In the end, however, you also need politicians to do this. How much persuasion will still be necessary?

The realisation of a German launch site is a political decision and not a technical question. The Federal Ministry of Economics is currently examining the BDI's concept. This will reveal which issues still need to be considered at various levels. We are in close contact with each other on this issue and support this where we can. For many, this is uncharted territory. But we should be open to new technologies that will bring us many benefits in our daily lives.

BDI President Dieter Kempf has turned out to be a science fiction fan, and Bavarian Prime Minister Markus Söder also reports time and again on his passion for stories from outer space. What about you? Have you also become a fan of the micro-launcher and spaceport theme?

I come from a generation that grew up with science fiction. I was a fascinated by it myself. But what fascinates me even more: Who would have thought that a lot of what was shown in films back then would be realised today?

What are you thinking about?

What we know today as CT or MRI, Bones, the chief medical officer of the USS Enterprise from Star Trek, always had. Only 30 years ago, a lightweight portable device to communicate over large distances was pure science fiction. Today we all have one. And applications that simultaneously translate languages via a device like a smartphone were also featured in Star Trek. We need these visions and dreams so that we can make them a reality.

How important are visions for industrial progress?

Absolutely crucial! Only those who have these visions and offer them space can make the transfer from dream to reality. There is something mystical about the fact that you cannot only look at the stars, but also fly towards them. This has accompanied us for generations.

How do you experience the enthusiasm for space in the German economy, especially among small and medium-sized enterprises? How much awareness is there of the benefits of space technology?

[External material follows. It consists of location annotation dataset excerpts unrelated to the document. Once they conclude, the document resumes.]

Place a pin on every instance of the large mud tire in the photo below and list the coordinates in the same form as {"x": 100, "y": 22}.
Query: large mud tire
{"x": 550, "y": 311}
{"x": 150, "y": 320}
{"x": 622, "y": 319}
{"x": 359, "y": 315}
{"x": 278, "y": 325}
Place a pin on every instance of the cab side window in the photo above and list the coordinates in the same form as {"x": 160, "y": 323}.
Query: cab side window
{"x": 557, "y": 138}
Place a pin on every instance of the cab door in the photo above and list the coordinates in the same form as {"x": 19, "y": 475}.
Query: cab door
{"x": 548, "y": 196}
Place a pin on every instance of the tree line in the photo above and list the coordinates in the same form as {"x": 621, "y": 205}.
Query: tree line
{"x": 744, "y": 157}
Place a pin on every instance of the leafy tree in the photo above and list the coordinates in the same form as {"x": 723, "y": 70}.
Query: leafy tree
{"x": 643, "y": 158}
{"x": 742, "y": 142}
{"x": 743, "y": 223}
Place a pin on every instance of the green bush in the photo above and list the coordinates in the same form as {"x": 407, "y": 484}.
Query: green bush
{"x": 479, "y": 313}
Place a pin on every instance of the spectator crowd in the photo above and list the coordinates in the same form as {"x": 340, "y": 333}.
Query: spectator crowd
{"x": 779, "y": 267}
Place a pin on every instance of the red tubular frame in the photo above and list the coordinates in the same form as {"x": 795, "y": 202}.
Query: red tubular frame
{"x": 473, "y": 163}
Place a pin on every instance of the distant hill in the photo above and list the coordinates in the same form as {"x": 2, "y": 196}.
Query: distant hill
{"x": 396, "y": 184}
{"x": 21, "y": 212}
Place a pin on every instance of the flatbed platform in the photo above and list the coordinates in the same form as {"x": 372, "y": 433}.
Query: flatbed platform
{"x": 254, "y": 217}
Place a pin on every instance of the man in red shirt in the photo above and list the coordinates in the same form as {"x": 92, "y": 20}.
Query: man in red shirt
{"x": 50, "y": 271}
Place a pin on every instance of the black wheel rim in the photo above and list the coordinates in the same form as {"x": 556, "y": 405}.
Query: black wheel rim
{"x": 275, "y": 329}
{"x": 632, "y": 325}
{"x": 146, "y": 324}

We can do still more to promote the linking of space and non-space companies and make it clear what advantages there are that many people have not even thought of yet. We will continue to expand the Internet of Things, which means that in the near future, about 50 billion devices and sensors will be connected to each other. And that will not be possible without satellites. German start-ups, medium-sized and large companies are a key driver of this development. Industrial mass production will significantly reduce costs - and make further applications possible. We really have a great success story ahead of us.

Joachim Lang, Director General of the BDI.